The best data quality can be achieved by using an experimental setup that is optimized with respect to the number of injections and the injection volume (resulting in strong heat signals and a sigmoidal curvature of the isotherm), the ratio between ligand and protein at the end of the titration (sufficient protein saturation) and the buffer conditions (small heat of dilution, experimentally determined heat of ionization). Usage of the same protein batch with unchanged concentrations across the entire experimental series and highly pure ligand, measurement at a constant temperature, and performing all steps with the same operator and ITC device are also important. If necessary, heats of ionization must be corrected. Considering the complexity of ITC experiments and the large variety of possibly superimposed systematic effects, it is highly recommended to use ITC data only for a relative comparison within narrow congeneric compound series. In our eyes, only such evaluations make sense and can lead to relevant and reliable conclusions. We also believe that classifications of ligands as “enthalpic” or “entropic” binders should only be done as relative comparisons of closely matching pairs. In any case such relative classifications have to be limited to “more enthalpic” or “more entropic” in light of the fact that with increasing temperature protein–ligand binding becomes in general more enthalpy-driven and ITC experiments are usually performed at 25 °C and not at body temperature.
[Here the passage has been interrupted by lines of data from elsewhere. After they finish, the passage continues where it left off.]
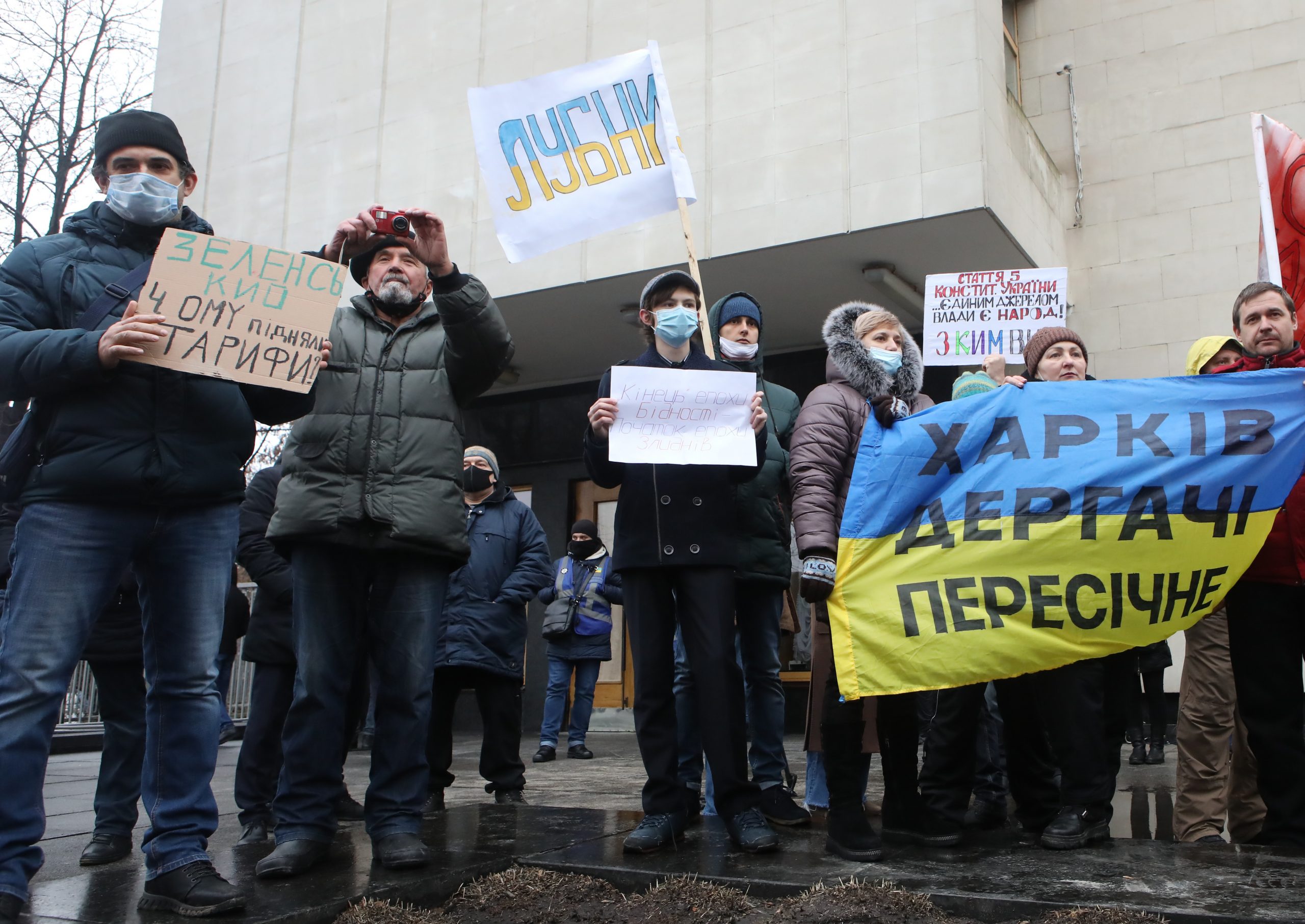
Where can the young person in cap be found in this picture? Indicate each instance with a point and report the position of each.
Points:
(676, 552)
(138, 466)
(761, 577)
(1266, 609)
(1084, 704)
(1215, 786)
(370, 508)
(584, 575)
(481, 636)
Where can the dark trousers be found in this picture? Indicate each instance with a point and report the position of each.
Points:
(259, 765)
(122, 706)
(499, 700)
(1266, 641)
(949, 756)
(702, 601)
(841, 730)
(348, 603)
(1150, 688)
(1084, 708)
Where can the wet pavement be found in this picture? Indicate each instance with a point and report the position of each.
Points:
(581, 809)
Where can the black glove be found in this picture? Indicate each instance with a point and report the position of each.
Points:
(817, 578)
(889, 410)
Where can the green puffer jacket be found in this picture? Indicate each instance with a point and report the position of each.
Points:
(761, 504)
(379, 461)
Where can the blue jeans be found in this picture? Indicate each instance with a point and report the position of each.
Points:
(759, 609)
(225, 665)
(555, 700)
(349, 601)
(67, 562)
(817, 790)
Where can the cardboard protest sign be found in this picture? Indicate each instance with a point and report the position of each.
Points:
(683, 417)
(241, 311)
(579, 152)
(971, 315)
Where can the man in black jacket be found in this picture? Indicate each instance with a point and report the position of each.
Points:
(675, 547)
(136, 465)
(271, 646)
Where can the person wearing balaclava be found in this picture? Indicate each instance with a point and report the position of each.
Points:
(763, 575)
(371, 512)
(481, 635)
(675, 548)
(128, 466)
(585, 577)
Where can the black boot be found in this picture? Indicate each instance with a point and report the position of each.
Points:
(1138, 743)
(1157, 755)
(292, 858)
(851, 837)
(195, 890)
(1077, 827)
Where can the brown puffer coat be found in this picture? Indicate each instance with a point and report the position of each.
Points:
(820, 469)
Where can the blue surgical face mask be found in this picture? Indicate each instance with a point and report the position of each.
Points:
(143, 199)
(888, 359)
(675, 325)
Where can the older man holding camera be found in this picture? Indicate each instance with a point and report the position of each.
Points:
(370, 509)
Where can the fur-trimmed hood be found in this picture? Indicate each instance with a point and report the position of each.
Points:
(851, 362)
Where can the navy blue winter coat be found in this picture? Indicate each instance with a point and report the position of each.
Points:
(483, 623)
(136, 435)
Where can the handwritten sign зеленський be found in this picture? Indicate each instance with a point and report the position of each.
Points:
(683, 417)
(239, 311)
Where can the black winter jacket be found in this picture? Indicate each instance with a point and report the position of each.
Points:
(269, 640)
(483, 622)
(671, 516)
(135, 435)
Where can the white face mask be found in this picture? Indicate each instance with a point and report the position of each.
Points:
(143, 199)
(731, 350)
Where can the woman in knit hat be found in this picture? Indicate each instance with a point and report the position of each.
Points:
(1054, 355)
(1084, 704)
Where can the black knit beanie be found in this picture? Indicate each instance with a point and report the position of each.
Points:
(139, 127)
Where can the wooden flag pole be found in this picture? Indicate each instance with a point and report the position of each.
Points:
(704, 325)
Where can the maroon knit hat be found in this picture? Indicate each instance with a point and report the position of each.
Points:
(1042, 342)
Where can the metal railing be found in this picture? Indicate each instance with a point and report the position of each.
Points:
(80, 711)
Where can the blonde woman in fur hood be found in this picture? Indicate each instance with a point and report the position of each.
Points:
(873, 366)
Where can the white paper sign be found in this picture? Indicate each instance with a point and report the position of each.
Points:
(683, 417)
(969, 316)
(579, 152)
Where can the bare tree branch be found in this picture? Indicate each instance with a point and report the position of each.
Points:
(72, 64)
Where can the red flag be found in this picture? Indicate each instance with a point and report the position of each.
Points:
(1280, 161)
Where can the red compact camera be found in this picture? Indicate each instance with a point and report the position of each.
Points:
(392, 222)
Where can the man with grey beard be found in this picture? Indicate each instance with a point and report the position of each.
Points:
(370, 509)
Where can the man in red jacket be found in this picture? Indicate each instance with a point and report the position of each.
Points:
(1266, 609)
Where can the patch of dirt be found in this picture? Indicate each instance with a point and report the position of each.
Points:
(530, 895)
(692, 900)
(856, 902)
(1099, 916)
(370, 911)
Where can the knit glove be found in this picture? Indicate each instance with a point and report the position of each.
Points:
(889, 410)
(817, 578)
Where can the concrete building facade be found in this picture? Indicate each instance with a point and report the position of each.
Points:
(842, 149)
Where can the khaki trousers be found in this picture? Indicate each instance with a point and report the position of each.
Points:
(1214, 782)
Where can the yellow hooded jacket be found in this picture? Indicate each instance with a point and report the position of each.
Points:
(1206, 348)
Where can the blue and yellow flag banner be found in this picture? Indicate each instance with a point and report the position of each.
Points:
(1033, 527)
For the assessment of the data quality, we rely on detailed experimental protocols provided by the experimenter. They describe the measurement parameters, raw thermograms, report ITC isotherms, assessment of possibly superimposed ionization reactions, and prove ligand purity. Unfortunately, this is often not given, even though it should be self-evident to include such data in the publication or in the supplementary material. Accordingly, putative reviewers of paper submissions are prompted to request such information from the authors. Only this will enable others to validate whether the data are suitable and reliable enough for their purposes, for instance for a computational study.